Jeneba Kanneh Mason Programme Notes

Monday 24th June 2024

Domenico Scarlatti (1685-1757) Sonata in A major, K 24

Domenico Scarlatti is known to have written over 550 sonatas for solo harpsichord, clavichord or fortepiano, and there is some evidence for a few more. The Presto A Major sonata, K 24 was published in 1738, one of the few published in Scarlatti’s lifetime. The music is uninhibited and rapid with detailed figuration and a Flamenco Spanish style in repeated scales and percussive, castanet-like sparkle contrasted with brief melancholic passages.

Domenico Scarlatti (1685-1757) Sonata in F minor, K 466

This Andante moderato F minor sonata contrasts with the invigorating K 24 with a more poetic, poignant and introspective feeling. Structurally, this is a delicately woven series of cadences each of which cleverly both resolves and introduces the next with unexpected modulations until the series is complete.

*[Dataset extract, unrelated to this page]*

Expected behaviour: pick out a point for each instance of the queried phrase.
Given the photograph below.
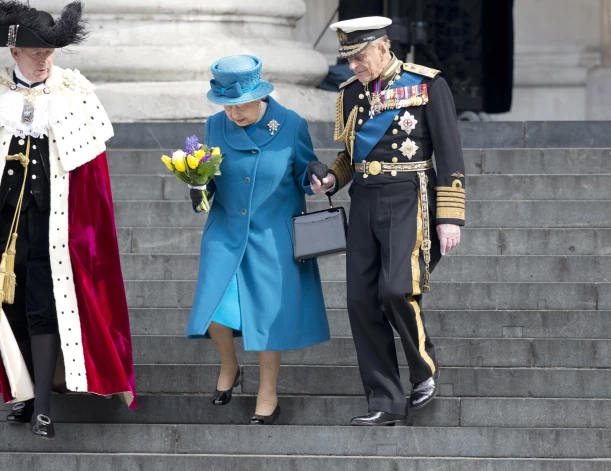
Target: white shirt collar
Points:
(21, 77)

Frédéric Chopin (1810-1849) Waltz No. 2 in C♯ minor, Op. 64

Chopin’s Op. 64 comprises three waltzes with the first , “The Minute Waltz” arguably being the most well known. The second, C♯ minor Waltz from Op. 64 was composed in 1847 and was dedicated to Madame Nathaniel de Rothschild. The music in an orchestrated form is also used in the Les Sylphides ballet. The three themes of the waltz are organised in an ABCBAB structure with the opening A theme, a walking-pace tempo giusto, giving way to a faster B theme più mosso and then a più lento C theme played sostenuto. The C theme is a central breather before the drama of the alternating B and A themes returns to end the piece.

Frédéric Chopin (1810-1849) Sonata No. 2 in B♭ minor, Op. 35

Published in 1840, the four movement, B♭ minor sonata is the first of Chopin’s three mature sonatas, and is probably most well known because of the funeral march which forms its 3rd movement. As a whole, the sonata has always been popular with audiences while dividing opinions of critical analysis due in part to its loose interpretation of sonata form.

The opening movement, Grave – Doppio movimento, begins with a slow 4-bar phrase followed by modulation to the tonic at a faster pace, eventually yielding to a more lyrical second theme. The movement ends with an elaborate fortissimo stretto. The second movement, a scherzo continuing the pace of the first movement’s coda, has a central lyrical trio that breaks up the explosive and insistent outer parts. The Funeral March was the first movement written by Chopin, completed some 2 years before the other movements. It contrasts the foreboding march with a more pastoral trio. The final movement, presto, is a short perpetuum mobile, often enigmatic but ending fortissmo for a final flourish, “the wind howling around the gravestones,” as Anton Rubinstein remarked.

William Grant Still (1895-1978) Three visions

Published in 1935 by the American composer William Grant Still, Three Visions is a suite of three named pieces for solo piano that reputedly portrays the progress of the human soul after death. The first movement, Dark Horsemen, corresponding to the judgement of the soul, the second, Summerland, representing entrance to heaven, and finally, Radiant Pinnacle expressing the belief in, or the aspiration for a reincarnation of the soul. Whether this romantic explanation is true or not, the work is still a uniquely original and important group of jazz-influenced piano compositions by an American composer.

Sergei Prokofiev (1891-1953) Sonata No. 7

The B♭ major piano sonata, Op. 83 (“The Stalingrad”) is the second of three “War Sonatas,” all of which (Nos. 6, 7 and 8) were composed in 1942. The sonata has three movements with the first Allegro inqueto painting an initial mood of suspense and disquiet followed by a less certain meandering section, punctuated by a a turbulent development to a quiet and hurried end. The slow second movement, Andante caloroso, begins with a sad, beautiful theme to which the movement returns at its end taking in a more raucous tintinnabulation on the journey. Finally, the last movement, Precipitato, is a relentless, exciting and notoriously technically challenging end to the sonata.